No costs will be taxed in this court to either party.

In this opinion the other judges concurred.

[*] Sec. 2722. APPLICATION FOR ORDER FOR DISPOSITION OF SEIZED LIQUOR OR PROPERTY. In any such criminal proceeding in a court, other than the superior court or a court of common pleas, in which a conviction shall be had and from which no appeal shall be taken and in which any such liquor, container, implement, vehicle or other article or property shall have been seized or taken possession of by any officer, such court shall forthwith cause notice to be given to the prosecuting attorney of the criminal court of common pleas which shall have jurisdiction, if there be such court within the county, and, if there be no such court, to the state’s attorney of the county, which notice shall include a description of any such liquor, container, implement, vehicle, article or property, and such prosecuting attorney or state’s attorney, as the case may be, shall make application to such court of common pleas or superior court as shall have jurisdiction for an order for the disposition of such liquor, container, implement, vehicle, article or property, upon which application such court shall proceed as hereinbefore provided.

Sec. 2723. RIGHTS OF CLAIMANT IN INTEREST. Any person claiming any interest in any such liquor, container, implement, vehicle, article or property shall be given reasonable notice of the pendency of any such application, and any person in any proceeding herein provided for may enter his appearance and claim ownership of any such liquor or any such property described and be heard by such superior court or court of common pleas upon such claim, which claim such court shall determine.
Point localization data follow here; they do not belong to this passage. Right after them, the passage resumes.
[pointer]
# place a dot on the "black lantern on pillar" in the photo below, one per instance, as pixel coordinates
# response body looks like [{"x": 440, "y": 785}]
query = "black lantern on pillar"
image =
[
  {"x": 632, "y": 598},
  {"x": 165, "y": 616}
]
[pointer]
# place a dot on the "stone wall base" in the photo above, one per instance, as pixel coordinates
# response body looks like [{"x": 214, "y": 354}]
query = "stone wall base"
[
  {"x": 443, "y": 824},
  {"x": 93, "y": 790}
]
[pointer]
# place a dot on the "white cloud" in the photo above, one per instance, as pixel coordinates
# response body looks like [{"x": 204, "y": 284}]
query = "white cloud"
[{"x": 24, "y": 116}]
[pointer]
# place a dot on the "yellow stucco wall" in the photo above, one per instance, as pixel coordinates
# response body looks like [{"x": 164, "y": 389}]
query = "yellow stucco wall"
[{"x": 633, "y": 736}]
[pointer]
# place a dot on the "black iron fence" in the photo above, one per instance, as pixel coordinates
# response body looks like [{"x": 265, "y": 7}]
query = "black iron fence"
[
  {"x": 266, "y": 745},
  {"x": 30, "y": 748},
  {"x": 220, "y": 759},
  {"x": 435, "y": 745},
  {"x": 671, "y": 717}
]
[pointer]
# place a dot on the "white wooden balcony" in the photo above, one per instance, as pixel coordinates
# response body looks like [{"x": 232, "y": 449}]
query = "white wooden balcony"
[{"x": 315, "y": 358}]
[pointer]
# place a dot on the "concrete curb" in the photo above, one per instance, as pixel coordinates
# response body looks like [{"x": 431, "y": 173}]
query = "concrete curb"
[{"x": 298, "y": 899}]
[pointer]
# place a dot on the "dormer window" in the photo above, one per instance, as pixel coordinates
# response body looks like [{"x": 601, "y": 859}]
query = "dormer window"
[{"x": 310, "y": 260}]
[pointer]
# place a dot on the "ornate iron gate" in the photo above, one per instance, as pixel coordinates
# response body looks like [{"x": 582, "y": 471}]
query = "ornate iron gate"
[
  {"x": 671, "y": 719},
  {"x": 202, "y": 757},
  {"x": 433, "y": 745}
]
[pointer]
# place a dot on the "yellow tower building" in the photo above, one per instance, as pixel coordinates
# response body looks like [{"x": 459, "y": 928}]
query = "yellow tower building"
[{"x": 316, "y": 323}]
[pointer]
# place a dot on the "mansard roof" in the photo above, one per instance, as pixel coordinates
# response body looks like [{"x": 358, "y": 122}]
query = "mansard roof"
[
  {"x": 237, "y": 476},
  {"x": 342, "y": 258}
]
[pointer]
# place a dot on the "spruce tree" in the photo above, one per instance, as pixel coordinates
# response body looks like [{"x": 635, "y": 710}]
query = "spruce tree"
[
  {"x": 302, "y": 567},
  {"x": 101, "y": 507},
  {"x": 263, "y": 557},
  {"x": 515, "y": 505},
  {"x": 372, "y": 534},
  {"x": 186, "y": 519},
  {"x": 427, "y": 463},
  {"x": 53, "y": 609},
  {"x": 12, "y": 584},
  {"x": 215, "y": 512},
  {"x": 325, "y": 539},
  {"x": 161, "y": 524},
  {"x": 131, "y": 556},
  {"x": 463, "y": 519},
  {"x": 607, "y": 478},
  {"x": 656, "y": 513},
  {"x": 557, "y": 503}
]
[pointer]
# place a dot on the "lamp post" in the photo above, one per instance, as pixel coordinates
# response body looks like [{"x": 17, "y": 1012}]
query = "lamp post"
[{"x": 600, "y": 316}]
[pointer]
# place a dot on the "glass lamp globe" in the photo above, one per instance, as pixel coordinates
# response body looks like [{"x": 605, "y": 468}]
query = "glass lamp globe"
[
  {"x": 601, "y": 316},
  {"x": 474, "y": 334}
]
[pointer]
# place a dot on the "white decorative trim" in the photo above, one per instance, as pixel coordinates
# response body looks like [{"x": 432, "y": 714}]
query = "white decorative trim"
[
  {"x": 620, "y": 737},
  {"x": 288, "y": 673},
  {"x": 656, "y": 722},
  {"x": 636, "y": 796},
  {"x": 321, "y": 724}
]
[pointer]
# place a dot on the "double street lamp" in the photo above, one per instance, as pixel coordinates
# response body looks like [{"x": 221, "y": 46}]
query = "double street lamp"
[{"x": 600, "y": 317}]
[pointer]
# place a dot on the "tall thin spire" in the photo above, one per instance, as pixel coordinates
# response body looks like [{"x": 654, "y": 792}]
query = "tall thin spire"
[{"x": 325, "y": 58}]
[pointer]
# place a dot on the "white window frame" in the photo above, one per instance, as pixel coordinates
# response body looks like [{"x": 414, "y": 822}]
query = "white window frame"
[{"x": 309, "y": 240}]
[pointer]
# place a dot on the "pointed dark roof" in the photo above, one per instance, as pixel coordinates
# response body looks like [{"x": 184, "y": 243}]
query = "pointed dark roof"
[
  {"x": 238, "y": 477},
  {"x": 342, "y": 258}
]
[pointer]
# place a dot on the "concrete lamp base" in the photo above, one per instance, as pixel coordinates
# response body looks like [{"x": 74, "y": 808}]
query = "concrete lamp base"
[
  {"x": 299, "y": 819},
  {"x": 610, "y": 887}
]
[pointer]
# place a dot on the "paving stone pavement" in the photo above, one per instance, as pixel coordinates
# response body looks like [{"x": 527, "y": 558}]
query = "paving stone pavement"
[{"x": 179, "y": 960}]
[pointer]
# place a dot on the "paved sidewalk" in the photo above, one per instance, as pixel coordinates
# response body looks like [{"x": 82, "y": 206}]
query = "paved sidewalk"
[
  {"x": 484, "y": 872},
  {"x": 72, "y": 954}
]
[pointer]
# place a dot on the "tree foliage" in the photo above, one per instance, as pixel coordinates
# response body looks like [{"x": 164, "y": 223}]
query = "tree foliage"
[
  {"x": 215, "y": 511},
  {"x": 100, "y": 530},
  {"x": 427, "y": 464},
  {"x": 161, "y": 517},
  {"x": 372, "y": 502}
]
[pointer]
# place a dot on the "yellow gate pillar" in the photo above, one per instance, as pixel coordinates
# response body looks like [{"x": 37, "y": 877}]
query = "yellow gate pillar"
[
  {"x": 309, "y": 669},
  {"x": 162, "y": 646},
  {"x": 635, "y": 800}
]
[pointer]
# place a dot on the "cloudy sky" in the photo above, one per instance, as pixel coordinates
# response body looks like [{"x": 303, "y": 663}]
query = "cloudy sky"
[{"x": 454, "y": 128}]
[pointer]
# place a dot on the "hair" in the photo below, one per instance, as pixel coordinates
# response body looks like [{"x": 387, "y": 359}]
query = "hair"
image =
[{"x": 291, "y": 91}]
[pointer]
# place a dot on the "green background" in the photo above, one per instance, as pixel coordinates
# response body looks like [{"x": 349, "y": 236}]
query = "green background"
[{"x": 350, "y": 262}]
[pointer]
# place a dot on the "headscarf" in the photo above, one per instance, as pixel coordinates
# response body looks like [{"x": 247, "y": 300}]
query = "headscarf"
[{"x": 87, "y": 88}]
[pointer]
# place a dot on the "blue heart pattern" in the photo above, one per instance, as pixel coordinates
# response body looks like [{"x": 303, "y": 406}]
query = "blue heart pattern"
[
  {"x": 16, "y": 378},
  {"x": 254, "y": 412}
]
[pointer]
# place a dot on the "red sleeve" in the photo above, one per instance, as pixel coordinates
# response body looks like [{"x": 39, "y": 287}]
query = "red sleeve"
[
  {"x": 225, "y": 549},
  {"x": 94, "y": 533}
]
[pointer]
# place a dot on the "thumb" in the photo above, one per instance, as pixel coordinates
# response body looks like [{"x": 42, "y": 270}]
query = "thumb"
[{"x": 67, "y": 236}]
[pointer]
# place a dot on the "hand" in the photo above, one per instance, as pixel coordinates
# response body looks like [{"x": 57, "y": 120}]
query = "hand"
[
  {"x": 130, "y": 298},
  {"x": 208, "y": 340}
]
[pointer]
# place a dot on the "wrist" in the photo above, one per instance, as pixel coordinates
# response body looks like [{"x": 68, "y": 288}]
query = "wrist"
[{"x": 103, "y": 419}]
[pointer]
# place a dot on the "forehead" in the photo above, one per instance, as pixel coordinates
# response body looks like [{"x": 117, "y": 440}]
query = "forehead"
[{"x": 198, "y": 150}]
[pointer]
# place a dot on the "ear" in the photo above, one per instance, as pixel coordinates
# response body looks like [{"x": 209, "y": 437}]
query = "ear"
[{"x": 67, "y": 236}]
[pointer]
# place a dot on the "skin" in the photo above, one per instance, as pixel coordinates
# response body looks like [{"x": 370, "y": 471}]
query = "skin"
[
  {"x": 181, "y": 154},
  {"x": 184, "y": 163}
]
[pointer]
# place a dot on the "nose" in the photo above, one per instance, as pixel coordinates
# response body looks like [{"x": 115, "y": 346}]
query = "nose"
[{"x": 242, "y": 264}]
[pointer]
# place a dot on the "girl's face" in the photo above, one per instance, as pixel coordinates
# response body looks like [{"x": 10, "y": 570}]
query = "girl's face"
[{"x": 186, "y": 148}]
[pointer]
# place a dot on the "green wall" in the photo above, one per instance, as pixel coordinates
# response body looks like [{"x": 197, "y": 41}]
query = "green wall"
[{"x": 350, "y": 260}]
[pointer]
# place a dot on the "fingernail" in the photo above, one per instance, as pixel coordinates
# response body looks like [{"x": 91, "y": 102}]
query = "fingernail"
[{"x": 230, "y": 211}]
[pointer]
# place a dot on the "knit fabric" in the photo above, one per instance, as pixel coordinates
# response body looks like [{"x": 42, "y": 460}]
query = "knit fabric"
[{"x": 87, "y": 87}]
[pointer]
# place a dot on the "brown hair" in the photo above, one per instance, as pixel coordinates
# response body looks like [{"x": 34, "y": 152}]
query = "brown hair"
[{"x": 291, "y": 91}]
If such court shall find any of such liquor, or such container, implement, vehicle, article or property shall belong to such claimant and shall not have been sold, used, owned, transported or kept with intent to sell, use or transport in violation of any law, it shall order such liquor, container, implement, vehicle, article or property returned to such claimant and costs shall be taxed as in the case of a person acquitted upon a criminal charge. If such court shall find any such liquor, container, implement, vehicle, article or property shall not belong to such claimant or shall have been sold, used, owned or transported or kept with intent to be sold, used or transported in violation of any law, it shall order such liquor, container, implement, vehicle, article or property to be disposed of as hereinbefore provided and costs shall be taxed against such claimant as in a criminal case in which an accused shall have been convicted.